As can be seen implants comprising a nonbiologic porous shell and biologic materials supported on the shell can be implanted in tissue to both provide an immediate load-bearing structural repair of the tissue and facilitate regenerative tissue ingrowth for permanent repair of the tissue. Bone, in particular, may actually grow faster and more reproducibly into a nonbiologic shell than into allograft or artificial bone because the graft material does not have to decay in order for the bone tissue to grow. Bone ingrowth can begin as soon as the shell is implanted. And the self-supporting shell remains stable so that the new bone can be grown more rapidly and consistently. In conventional bone grafts, the required degradation of the graft material causes the bone growth to be comparatively unpredictable. This degradation cycle of 100% biologic tissue becomes problematic in allografts or treated tissues.

By scanning the subject tissue prior to implantation, the implant can be custom manufactured to match the porosity, curvature, shape, and thickness of the host tissue to form a uniform and contiguous replacement or repair structure. Cartilage or other types of tissues (tendons, muscles, ligaments, vasculature, etc.) could be grown on top of the implant using biologic stem cells, cartilage shells, fetal cartilage, fetal bone, etc. Imaging and shaping of the implants and subject tissue allows for precise shape matching between the implant and the subject tissue. In addition, the nonbiologic shell can be constructed to have multiple layers or regions that have different characteristics (porosity, density, etc.) that match characteristics of the layers or regions of tissue being replaced. This is feasible with the wide range of manufacturing technologies applicable to making the nonbiologic shell but is quite difficult to achieve using conventional grafting materials such as allografts. Where the tendons and ligaments attach to the implant, the additive manufacturing process allows for reducing the porosity to increase strength. And moreover, modeling and manufacturing the nonbiologic shell using additive manufacturing processes allows the surgeon to construct built-in passages for connecting the implant to vasculature and other bodily functions at the site of the implant.

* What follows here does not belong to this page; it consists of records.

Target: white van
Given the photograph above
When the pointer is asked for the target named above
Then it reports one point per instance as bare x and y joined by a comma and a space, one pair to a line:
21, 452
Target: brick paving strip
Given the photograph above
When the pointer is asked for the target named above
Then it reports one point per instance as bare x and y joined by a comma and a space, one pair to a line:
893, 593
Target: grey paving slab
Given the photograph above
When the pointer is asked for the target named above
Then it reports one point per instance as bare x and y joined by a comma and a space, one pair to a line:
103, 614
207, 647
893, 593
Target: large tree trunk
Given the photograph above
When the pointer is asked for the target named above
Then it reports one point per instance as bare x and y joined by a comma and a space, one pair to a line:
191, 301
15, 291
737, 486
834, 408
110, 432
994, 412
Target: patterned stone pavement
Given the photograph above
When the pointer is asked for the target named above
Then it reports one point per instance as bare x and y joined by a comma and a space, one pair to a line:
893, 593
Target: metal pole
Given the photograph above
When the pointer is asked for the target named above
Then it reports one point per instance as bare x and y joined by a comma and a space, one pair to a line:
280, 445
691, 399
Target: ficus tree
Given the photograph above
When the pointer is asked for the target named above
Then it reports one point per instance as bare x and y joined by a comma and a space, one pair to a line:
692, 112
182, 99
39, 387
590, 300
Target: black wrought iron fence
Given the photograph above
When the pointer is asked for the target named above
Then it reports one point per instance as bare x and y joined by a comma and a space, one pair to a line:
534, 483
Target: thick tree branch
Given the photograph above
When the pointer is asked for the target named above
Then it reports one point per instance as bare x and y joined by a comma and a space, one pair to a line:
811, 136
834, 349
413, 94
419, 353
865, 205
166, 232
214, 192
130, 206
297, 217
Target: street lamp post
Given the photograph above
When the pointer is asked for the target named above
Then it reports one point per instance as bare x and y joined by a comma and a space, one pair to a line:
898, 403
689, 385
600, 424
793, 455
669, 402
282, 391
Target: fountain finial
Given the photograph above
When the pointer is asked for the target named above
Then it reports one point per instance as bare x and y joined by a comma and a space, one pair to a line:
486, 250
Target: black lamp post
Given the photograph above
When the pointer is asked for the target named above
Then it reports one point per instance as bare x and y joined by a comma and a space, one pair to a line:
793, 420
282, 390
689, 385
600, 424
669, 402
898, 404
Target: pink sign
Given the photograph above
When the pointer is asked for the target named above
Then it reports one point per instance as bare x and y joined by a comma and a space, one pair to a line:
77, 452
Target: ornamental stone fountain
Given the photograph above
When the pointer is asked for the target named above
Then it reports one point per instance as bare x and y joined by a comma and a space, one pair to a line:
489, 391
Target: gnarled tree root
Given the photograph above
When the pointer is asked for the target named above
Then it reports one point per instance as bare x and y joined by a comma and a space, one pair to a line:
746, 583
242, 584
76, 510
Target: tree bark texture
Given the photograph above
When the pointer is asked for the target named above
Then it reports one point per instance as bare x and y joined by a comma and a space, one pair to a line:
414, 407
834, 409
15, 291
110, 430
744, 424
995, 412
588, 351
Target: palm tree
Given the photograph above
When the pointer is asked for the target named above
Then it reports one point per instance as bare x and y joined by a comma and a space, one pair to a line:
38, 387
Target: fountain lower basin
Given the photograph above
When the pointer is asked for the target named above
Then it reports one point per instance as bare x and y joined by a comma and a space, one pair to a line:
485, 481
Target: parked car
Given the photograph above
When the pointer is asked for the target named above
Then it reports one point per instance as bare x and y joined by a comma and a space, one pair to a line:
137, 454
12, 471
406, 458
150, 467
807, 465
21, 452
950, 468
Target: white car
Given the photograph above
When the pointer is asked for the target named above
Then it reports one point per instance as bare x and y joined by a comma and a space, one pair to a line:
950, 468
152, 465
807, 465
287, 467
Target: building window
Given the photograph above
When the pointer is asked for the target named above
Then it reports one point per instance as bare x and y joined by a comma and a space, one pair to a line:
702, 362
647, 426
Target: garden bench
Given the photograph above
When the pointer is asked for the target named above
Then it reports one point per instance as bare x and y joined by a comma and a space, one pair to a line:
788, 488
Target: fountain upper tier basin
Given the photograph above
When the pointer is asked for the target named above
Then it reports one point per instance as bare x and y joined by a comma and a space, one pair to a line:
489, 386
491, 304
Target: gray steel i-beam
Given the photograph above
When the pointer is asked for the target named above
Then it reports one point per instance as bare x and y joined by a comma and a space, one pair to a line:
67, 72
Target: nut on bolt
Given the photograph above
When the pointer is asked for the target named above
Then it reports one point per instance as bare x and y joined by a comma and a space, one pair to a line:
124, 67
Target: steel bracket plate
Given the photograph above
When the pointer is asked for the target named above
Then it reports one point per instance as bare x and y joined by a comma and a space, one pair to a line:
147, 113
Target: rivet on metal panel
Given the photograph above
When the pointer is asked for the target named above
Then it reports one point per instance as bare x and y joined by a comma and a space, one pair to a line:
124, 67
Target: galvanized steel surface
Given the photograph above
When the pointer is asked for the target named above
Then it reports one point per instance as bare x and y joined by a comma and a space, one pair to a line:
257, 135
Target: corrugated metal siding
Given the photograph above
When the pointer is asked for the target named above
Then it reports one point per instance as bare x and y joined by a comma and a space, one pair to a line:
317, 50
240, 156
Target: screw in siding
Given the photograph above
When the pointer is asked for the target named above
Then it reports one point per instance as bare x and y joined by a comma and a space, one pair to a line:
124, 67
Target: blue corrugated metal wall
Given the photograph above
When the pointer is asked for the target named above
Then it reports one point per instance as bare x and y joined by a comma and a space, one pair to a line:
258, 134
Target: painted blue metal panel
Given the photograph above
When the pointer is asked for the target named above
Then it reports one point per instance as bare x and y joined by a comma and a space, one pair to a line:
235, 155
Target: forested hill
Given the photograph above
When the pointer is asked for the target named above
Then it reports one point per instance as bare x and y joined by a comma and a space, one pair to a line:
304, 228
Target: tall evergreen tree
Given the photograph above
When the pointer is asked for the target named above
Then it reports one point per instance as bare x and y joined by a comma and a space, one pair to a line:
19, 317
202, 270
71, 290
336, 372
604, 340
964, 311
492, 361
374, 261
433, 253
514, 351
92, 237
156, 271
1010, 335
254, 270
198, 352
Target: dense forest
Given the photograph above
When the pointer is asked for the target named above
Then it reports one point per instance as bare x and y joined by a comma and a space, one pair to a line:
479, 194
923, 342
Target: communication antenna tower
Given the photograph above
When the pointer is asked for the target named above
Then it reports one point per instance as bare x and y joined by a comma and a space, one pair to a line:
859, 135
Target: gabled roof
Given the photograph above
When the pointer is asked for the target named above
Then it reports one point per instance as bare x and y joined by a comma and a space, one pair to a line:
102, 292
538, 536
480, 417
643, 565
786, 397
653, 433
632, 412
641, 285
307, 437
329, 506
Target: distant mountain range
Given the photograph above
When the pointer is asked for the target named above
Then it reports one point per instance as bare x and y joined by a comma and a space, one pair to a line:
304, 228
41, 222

Modifications and variations of the disclosed embodiments are possible without departing from the scope of the invention defined in the appended claims.

When introducing elements of the present invention or the embodiment(s) thereof, the articles “a”, “an”, “the” and “said” are intended to mean that there are one or more of the elements. The terms “comprising”, “including” and “having” are intended to be inclusive and mean that there may be additional elements other than the listed elements.

As various changes could be made in the above constructions, products, and methods without departing from the scope of the invention, it is intended that all matter contained in the above description and shown in the accompanying drawings shall be interpreted as illustrative and not in a limiting sense.